代码实现功能: 统计单词个数
代码如下:
public static void main(String[] args) throws Exception {
String path = "D:\\cjj\\cjj.txt";
StreamExecutionEnvironment fbEnv = StreamExecutionEnvironment.getExecutionEnvironment();
StreamTableEnvironment fbTableEnv = StreamTableEnvironment.create(fbEnv);
SingleOutputStreamOperator<WordCount> sos = fbEnv.readTextFile(path).flatMap(new FlatMapFunction<String, WordCount>() {
@Override
public void flatMap(String s, Collector<WordCount> out) throws Exception {
for (String word : s.split("\\s")) {
if(!StringUtils.isNullOrWhitespaceOnly(word)) {
out.collect(new WordCount(word.trim(), 1));
}
}
}
});
fbTableEnv.createTemporaryView("test", sos);
Table table = fbTableEnv.sqlQuery("select word, sum(num) num from test group by word");
//将table转换成stream
fbTableEnv.toAppendStream(table, WordCount.class).print();
fbEnv.execute("fsdf");
}
运行代码报错
报错信息如下:
log4j:WARN No appenders could be found for logger (org.apache.flink.api.java.typeutils.TypeExtractor).
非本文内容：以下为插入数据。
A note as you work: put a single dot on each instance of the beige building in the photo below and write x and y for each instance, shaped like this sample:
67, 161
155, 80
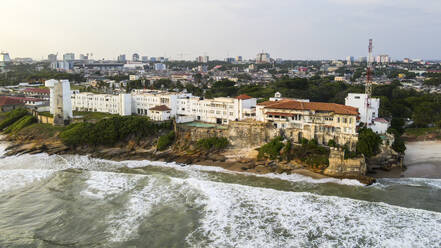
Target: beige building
311, 120
159, 113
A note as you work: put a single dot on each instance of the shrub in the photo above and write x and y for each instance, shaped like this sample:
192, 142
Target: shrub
272, 149
332, 143
12, 117
20, 124
213, 143
368, 142
165, 141
111, 130
399, 145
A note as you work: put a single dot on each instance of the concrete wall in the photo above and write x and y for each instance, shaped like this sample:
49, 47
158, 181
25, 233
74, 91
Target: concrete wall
255, 134
341, 167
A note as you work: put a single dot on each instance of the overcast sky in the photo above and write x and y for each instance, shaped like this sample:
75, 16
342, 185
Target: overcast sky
289, 29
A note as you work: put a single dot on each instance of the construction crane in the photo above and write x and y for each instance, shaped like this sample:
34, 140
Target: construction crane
181, 55
368, 89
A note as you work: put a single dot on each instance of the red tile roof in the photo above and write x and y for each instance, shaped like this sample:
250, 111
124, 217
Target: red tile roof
37, 90
5, 100
160, 108
381, 120
317, 106
243, 97
278, 113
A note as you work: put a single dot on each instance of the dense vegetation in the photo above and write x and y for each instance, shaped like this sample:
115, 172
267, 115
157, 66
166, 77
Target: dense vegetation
20, 124
12, 117
368, 142
165, 141
308, 152
213, 143
111, 130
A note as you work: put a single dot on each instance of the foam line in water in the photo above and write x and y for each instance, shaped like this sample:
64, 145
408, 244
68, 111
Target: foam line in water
15, 179
243, 216
292, 177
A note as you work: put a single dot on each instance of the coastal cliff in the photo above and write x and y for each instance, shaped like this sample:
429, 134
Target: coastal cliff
245, 141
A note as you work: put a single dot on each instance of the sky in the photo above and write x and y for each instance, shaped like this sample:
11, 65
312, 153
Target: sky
288, 29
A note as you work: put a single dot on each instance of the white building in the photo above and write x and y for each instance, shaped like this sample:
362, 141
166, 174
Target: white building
263, 58
143, 100
159, 113
60, 100
105, 103
220, 110
350, 60
368, 109
202, 59
160, 67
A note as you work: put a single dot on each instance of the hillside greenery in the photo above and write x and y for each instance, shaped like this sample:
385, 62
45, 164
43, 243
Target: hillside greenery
165, 141
109, 131
12, 117
213, 143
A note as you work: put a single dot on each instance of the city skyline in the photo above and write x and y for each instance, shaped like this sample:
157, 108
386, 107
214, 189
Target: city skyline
324, 29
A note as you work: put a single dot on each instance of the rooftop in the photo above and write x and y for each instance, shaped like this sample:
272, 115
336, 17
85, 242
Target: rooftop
317, 106
160, 108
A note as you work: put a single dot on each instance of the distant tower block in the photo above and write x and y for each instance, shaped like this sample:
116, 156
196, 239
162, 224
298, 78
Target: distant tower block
60, 101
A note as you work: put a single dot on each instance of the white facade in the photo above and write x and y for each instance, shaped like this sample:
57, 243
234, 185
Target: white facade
219, 110
143, 100
380, 126
367, 107
60, 102
105, 103
160, 67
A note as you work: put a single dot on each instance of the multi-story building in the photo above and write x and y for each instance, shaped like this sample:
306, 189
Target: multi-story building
143, 100
106, 103
202, 59
349, 60
121, 58
311, 120
160, 67
383, 59
37, 92
135, 57
368, 109
220, 110
52, 57
263, 58
69, 57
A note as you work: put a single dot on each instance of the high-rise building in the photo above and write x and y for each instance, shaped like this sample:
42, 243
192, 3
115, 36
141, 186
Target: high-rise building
68, 56
84, 57
229, 60
349, 60
383, 59
4, 57
160, 67
202, 59
121, 58
52, 58
135, 57
263, 58
362, 59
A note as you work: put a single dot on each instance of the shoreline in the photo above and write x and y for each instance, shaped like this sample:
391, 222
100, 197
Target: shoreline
120, 154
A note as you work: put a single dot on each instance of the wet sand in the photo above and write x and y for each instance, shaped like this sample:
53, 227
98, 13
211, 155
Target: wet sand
423, 159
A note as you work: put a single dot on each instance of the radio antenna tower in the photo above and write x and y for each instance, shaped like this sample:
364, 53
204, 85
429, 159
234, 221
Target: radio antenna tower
368, 88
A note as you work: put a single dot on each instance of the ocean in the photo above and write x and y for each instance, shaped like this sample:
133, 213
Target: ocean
78, 201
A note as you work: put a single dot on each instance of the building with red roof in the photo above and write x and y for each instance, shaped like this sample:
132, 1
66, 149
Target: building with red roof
9, 103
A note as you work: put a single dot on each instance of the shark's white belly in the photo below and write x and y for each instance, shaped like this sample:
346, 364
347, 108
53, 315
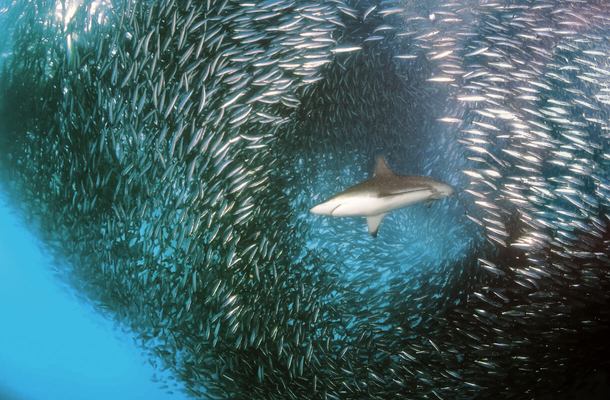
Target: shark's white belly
363, 206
log4j:WARN Please initialize the log4j system properly.
log4j:WARN See http://logging.apache.org/log4j/1.2/faq.html#noconfig for more info.
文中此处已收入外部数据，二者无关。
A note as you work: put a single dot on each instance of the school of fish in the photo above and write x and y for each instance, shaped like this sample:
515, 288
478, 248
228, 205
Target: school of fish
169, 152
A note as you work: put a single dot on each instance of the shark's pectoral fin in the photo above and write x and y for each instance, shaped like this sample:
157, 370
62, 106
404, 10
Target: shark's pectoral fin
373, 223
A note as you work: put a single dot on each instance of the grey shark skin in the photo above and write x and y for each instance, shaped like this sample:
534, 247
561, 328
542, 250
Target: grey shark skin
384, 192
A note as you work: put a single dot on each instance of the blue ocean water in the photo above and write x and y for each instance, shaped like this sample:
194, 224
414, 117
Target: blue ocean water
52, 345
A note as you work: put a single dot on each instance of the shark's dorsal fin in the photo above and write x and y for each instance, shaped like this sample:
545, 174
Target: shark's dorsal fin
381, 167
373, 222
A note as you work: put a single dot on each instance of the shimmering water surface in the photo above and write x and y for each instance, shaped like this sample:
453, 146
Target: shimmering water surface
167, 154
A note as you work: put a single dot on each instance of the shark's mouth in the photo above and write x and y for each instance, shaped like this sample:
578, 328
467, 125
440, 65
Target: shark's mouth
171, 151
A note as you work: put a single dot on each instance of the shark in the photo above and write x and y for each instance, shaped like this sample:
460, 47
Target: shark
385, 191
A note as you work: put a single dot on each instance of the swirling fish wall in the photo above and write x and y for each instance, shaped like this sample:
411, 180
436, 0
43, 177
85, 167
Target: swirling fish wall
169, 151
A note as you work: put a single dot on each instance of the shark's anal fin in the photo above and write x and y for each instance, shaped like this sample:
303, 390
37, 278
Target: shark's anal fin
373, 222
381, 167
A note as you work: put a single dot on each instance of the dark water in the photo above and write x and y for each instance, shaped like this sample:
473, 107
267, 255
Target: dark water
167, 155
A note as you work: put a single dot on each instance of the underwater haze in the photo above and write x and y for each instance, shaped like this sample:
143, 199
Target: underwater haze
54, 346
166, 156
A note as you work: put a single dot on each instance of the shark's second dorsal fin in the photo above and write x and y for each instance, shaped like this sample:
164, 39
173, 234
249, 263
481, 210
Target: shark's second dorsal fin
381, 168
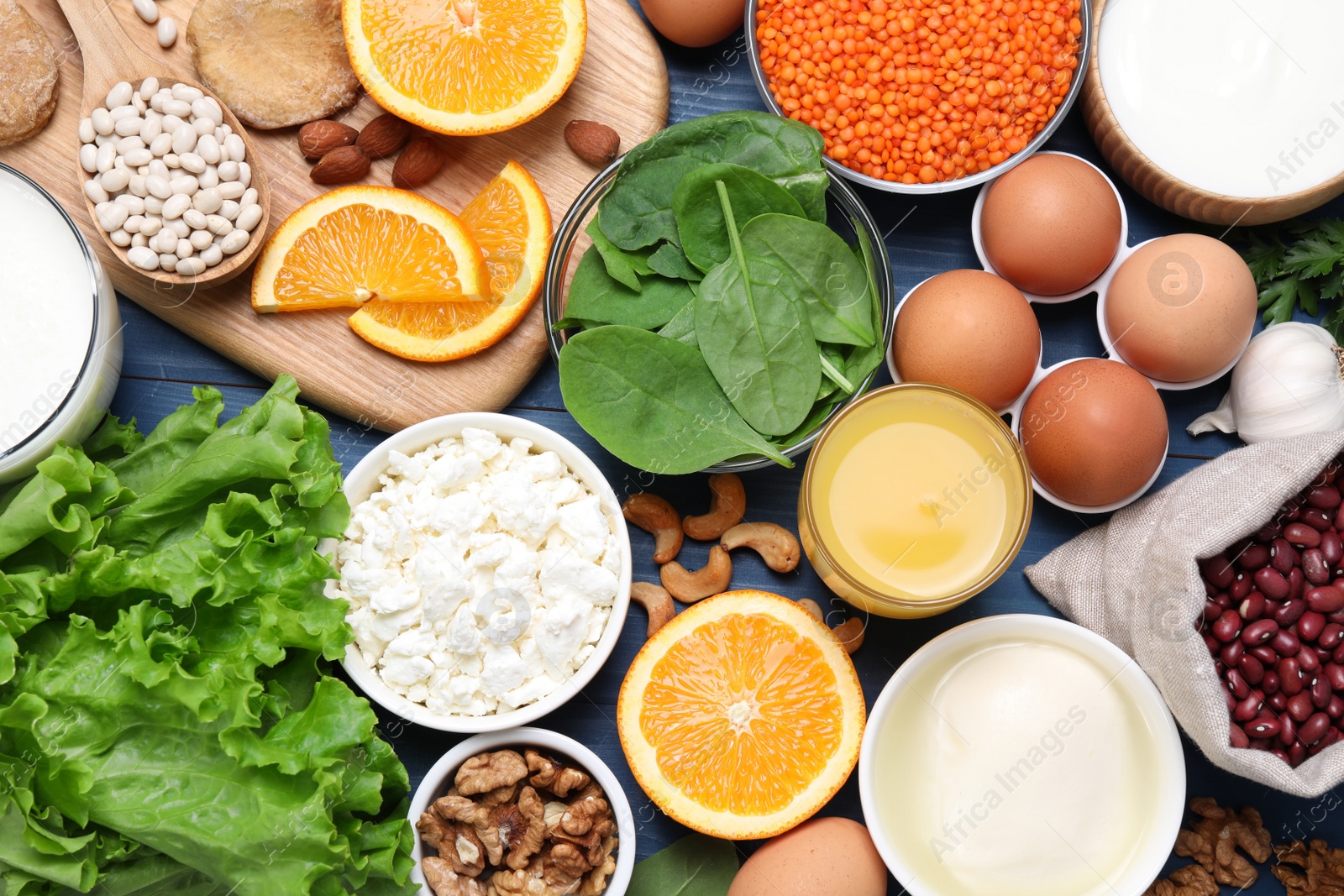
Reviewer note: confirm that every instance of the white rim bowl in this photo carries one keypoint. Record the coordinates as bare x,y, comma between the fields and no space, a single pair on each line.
1168,806
363,481
436,783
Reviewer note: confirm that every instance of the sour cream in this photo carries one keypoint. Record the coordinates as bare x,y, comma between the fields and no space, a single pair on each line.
1236,97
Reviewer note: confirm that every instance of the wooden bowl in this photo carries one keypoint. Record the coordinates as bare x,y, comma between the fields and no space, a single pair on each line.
109,58
1173,194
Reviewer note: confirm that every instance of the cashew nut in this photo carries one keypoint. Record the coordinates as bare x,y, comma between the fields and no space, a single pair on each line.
689,587
656,600
726,510
850,633
774,543
659,519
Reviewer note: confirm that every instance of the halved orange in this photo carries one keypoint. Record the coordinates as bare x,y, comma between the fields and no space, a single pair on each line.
511,222
743,716
465,66
358,244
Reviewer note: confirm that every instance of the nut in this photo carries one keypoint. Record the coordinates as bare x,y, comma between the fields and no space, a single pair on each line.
774,543
726,510
340,167
659,519
383,136
418,163
711,579
593,143
656,600
316,139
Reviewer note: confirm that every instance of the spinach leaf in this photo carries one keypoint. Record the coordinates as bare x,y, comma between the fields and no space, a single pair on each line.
699,217
756,338
831,281
622,265
652,402
596,296
694,866
638,210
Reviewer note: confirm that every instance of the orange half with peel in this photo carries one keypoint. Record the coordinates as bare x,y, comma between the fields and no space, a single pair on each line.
511,222
743,716
465,66
358,244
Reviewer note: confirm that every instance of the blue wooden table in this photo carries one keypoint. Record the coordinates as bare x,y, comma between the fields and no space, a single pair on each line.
927,235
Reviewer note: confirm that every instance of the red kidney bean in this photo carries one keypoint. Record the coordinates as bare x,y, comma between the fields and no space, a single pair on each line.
1289,613
1310,626
1326,598
1253,558
1301,535
1332,548
1285,642
1218,570
1283,555
1314,728
1314,567
1263,727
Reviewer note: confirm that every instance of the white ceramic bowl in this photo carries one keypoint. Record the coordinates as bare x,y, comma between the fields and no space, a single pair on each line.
1166,783
437,782
363,481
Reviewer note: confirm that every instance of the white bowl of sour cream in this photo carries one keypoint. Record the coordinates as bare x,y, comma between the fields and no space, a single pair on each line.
60,328
1021,755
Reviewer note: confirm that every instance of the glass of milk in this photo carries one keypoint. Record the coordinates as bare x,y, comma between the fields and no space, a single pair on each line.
60,328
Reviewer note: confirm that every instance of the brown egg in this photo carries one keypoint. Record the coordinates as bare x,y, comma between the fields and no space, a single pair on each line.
1052,224
1095,432
1182,308
969,331
694,23
819,857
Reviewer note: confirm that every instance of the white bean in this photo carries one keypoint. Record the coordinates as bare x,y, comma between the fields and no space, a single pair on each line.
120,94
234,242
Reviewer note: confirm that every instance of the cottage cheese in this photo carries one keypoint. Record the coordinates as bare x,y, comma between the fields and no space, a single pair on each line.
480,577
Exception in thread "main" org.apache.flink.table.api.ValidationException: Table is not an append-only table. Use the toRetractStream() in order to handle add and retract messages.
at org.apache.flink.table.planner.StreamPlanner.translateToType(StreamPlanner.scala:396)
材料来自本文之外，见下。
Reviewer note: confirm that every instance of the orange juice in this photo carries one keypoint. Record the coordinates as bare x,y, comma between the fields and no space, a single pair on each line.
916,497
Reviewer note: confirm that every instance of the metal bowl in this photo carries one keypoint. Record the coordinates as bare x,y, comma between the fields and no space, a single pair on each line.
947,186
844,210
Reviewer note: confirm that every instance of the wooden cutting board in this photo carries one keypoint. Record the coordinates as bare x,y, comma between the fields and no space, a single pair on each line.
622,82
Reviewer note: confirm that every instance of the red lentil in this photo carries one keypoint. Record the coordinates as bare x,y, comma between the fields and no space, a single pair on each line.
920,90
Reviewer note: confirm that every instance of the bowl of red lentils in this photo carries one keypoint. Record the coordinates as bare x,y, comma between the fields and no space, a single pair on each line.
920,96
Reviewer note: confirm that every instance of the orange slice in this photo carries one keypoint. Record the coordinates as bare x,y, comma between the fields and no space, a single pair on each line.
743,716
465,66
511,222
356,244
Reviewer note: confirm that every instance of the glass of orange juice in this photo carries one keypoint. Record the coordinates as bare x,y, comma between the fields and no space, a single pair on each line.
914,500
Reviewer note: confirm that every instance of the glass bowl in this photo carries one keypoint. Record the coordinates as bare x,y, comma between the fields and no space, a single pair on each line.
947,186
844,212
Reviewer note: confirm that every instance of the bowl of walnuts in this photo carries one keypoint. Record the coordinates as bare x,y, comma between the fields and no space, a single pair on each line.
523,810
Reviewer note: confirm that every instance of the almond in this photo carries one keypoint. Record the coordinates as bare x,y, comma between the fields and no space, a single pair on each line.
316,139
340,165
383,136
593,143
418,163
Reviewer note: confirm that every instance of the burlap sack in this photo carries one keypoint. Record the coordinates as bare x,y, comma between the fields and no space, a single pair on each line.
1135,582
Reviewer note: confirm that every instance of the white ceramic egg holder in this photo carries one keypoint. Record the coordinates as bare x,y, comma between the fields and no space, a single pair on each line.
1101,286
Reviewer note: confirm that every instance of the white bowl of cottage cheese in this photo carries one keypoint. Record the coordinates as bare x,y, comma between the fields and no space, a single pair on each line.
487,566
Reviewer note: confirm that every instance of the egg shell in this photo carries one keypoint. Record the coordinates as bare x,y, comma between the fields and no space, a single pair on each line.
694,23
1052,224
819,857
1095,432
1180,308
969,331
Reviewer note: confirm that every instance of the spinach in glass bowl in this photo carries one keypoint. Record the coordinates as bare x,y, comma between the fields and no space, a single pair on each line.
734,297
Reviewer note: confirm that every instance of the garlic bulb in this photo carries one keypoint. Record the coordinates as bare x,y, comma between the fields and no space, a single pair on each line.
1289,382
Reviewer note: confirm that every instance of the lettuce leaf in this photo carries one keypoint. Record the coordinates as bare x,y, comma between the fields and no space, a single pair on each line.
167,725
at org.apache.flink.table.planner.StreamPlanner.org$apache$flink$table$planner$StreamPlanner$$translate(StreamPlanner.scala:180)
at org.apache.flink.table.planner.StreamPlanner$$anonfun$translate$1.apply(StreamPlanner.scala:117)
at org.apache.flink.table.planner.StreamPlanner$$anonfun$translate$1.apply(StreamPlanner.scala:117)
at scala.collection.TraversableLike$$anonfun$map$1.apply(TraversableLike.scala:234)
at scala.collection.TraversableLike$$anonfun$map$1.apply(TraversableLike.scala:234)
at scala.collection.Iterator$class.foreach(Iterator.scala:891)
at scala.collection.AbstractIterator.foreach(Iterator.scala:1334)
at scala.collection.IterableLike$class.foreach(IterableLike.scala:72)
at scala.collection.AbstractIterable.foreach(Iterable.scala:54)
at scala.collection.TraversableLike$class.map(TraversableLike.scala:234)
at scala.collection.AbstractTraversable.map(Traversable.scala:104)
at org.apache.flink.table.planner.StreamPlanner.translate(StreamPlanner.scala:117)
at org.apache.flink.table.api.java.internal.StreamTableEnvironmentImpl.toDataStream(StreamTableEnvironmentImpl.java:351)
at org.apache.flink.table.api.java.internal.StreamTableEnvironmentImpl.toAppendStream(StreamTableEnvironmentImpl.java:259)
at org.apache.flink.table.api.java.internal.StreamTableEnvironmentImpl.toAppendStream(StreamTableEnvironmentImpl.java:250)
at org.table.StreamTableExample.main(StreamTableExample.java:35)
Process finished with exit code 1
大概意思:table转换流实现的功能是更新模式因为我们sql中用到聚合函数和group by
用table和sql处理实时数据转换成流数据,我们通常使用toAppendStream和toRetractStream这两个方法。
toAppendStream使用场景是追加模式,只有在动态Table仅通过INSERT更改修改时才能使用此模式,即它仅附加,并且以前发出的结果永远不会更新。如果更新或删除操作使用追加模式会失败报错;
缩进模式: 始终可以使用此模式。返回值是boolean类型。它用true或false来标记数据的插入和撤回,返回true代表数据插入,false代表数据的撤回。
log4j:WARN No appenders could be found for logger (org.apache.flink.api.java.typeutils.TypeExtractor).
log4j:WARN Please initialize the log4j system properly.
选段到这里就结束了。